Two critical examples happened in perhaps the team’s most famous game, Game 7 against the Vegas Golden Knights in 2019. When teammate Joe Pavelski hit the ice hard, it was Thornton who helped race the team’s medical personnel onto the ice and it was Thornton who helped carry his bloodied and dazed teammate off the ice. It is what a leader does.
In the five minute major which followed, it was Thornton making a critical decision. A brief delay occurred after the Sharks’ third goal power play which tied the game at 3. Thornton’s unit was on the ice for the ensuing face-off, but the delay was long enough that Thornton told head coach Peter DeBoer to put the unit on the ice which had scored three times. They had the hot hand, reasoned the player who had more power-play points than any two players on either team. Shortly thereafter, with Thornton on the bench, the hot-hand unit notched the fourth power-play goal to take a 4-3 lead.
Even in salary negotiations, Thornton attempted to make the team better. He offered to give up a portion of his salary to aid the team’s effort to retain Patrick Marleau when Marleau was a free agent in 2017. After Marleau announced he was leaving, Thornton re-signed in San Jose the next day. Indeed, Thornton was never a ‘money first’ player. He signed six contracts with the Sharks, none for more than three seasons.
Making Everyone Better
Virtually every major piece of NHL hardware which has made it to Sharks Territory has Thornton’s imprint, if not his name. We’ll start with Jonathan Cheechoo’s Rocket Richard Trophy. Cheechoo had 7 goals in the first 20 games before Thornton arrived. He potted 49 in the final 62 games with Thornton. That’s a 29 goal pace without Thornton and a 64 goal pace with him. On the 2009 Presidents’ Cup-winning team, Thornton led the team in points and plus-minus. The Clarence S. Campbell Bowl as Western Conference Champions came in a year Thornton dominated play, becoming the first NHL player to post better than 70 percent goals for (GF%) in 6 seasons. Thornton himself is the recipient of the lone franchise wins of a Hart Trophy and an Art Ross Trophy.
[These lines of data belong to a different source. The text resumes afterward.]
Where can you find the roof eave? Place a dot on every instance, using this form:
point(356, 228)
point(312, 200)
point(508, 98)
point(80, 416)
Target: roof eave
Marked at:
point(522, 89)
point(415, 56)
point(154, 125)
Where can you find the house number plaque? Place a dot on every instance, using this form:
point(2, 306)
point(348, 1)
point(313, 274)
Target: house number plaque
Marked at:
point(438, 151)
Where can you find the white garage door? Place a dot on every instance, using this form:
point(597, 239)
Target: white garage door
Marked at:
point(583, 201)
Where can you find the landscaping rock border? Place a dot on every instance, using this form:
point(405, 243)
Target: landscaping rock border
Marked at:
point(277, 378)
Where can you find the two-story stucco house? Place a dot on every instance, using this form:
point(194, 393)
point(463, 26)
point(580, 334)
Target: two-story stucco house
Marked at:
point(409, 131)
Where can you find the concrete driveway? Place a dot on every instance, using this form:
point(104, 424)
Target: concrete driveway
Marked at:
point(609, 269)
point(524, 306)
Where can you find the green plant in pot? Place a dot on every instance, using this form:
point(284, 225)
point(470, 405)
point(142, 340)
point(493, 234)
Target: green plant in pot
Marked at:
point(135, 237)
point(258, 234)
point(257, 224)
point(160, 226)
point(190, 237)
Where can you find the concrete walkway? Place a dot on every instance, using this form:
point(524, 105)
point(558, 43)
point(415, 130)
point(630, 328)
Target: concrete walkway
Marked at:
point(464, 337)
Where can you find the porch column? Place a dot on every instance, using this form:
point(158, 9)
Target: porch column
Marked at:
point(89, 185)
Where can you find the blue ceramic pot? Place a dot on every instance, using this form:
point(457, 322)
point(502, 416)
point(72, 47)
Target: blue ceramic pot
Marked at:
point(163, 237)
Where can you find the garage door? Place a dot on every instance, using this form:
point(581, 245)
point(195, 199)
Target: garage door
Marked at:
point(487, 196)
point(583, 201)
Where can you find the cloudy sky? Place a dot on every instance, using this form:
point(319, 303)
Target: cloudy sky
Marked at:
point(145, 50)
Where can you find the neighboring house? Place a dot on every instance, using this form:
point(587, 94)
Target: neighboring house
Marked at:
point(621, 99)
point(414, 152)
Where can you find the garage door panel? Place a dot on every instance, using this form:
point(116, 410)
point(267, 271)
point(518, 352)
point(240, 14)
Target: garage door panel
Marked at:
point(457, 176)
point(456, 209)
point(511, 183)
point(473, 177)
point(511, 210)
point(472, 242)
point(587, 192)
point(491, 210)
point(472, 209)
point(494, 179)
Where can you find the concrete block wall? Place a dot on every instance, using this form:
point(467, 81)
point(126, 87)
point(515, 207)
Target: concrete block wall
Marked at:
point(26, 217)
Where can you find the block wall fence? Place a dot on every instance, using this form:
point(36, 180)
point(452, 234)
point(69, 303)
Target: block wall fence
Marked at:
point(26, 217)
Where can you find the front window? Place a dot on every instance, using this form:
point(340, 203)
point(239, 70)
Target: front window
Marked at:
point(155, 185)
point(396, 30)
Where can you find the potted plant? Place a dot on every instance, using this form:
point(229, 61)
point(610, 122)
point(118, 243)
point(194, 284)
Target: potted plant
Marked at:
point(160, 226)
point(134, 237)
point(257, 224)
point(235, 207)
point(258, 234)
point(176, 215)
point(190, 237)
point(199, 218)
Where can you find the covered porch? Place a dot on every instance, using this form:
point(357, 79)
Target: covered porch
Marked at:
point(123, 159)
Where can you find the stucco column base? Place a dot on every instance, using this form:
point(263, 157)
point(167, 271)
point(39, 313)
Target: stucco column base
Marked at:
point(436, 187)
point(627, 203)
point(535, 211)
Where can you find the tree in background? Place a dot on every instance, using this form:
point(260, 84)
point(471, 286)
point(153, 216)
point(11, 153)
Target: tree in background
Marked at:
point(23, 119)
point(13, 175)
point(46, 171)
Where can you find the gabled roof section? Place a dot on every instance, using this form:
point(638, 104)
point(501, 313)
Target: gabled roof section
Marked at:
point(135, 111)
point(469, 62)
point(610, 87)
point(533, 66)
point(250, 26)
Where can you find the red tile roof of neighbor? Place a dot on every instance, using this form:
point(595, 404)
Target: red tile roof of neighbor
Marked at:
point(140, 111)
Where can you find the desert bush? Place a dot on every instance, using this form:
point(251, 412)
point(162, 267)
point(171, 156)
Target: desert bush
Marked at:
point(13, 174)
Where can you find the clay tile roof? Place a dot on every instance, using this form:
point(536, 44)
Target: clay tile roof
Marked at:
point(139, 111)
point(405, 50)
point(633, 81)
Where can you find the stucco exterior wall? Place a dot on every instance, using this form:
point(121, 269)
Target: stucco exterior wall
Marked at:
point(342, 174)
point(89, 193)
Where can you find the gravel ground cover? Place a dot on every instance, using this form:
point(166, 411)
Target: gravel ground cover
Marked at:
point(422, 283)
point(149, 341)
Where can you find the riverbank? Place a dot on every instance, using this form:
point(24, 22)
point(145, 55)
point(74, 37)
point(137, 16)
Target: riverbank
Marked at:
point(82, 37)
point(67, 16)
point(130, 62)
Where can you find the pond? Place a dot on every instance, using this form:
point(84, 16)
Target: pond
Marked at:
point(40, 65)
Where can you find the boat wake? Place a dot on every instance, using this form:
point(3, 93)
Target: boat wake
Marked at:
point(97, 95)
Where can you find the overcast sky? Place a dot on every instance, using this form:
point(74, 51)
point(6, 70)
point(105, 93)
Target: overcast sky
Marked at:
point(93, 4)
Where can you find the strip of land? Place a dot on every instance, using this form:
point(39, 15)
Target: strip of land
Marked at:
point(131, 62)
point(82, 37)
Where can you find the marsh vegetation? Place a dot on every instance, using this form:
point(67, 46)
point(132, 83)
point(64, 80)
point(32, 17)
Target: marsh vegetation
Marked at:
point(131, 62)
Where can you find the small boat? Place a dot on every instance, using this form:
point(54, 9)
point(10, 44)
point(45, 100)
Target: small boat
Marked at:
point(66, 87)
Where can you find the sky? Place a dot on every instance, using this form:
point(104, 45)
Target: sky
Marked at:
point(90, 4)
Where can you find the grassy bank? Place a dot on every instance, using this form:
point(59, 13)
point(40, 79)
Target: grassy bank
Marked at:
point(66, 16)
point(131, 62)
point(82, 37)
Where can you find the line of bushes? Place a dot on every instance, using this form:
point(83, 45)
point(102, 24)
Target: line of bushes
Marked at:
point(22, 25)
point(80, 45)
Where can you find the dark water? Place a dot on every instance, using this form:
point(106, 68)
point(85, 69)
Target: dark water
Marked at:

And just for good measure, Patrick Marleau might still be in search of this 500th NHL goal if not for playing with Thornton. Marleau has played 22 NHL seasons, 12 of them were full seasons with Thornton. All seven of Marleau’s 30 goal seasons came with Thornton as a teammate.
Joe Thornton’s legacy as the best player in San Jose Sharks history is unquestioned. His resume will get him into the Hall-of-Fame in his first eligible year. But there is plenty more to explore and we will do just that in our upcoming articles.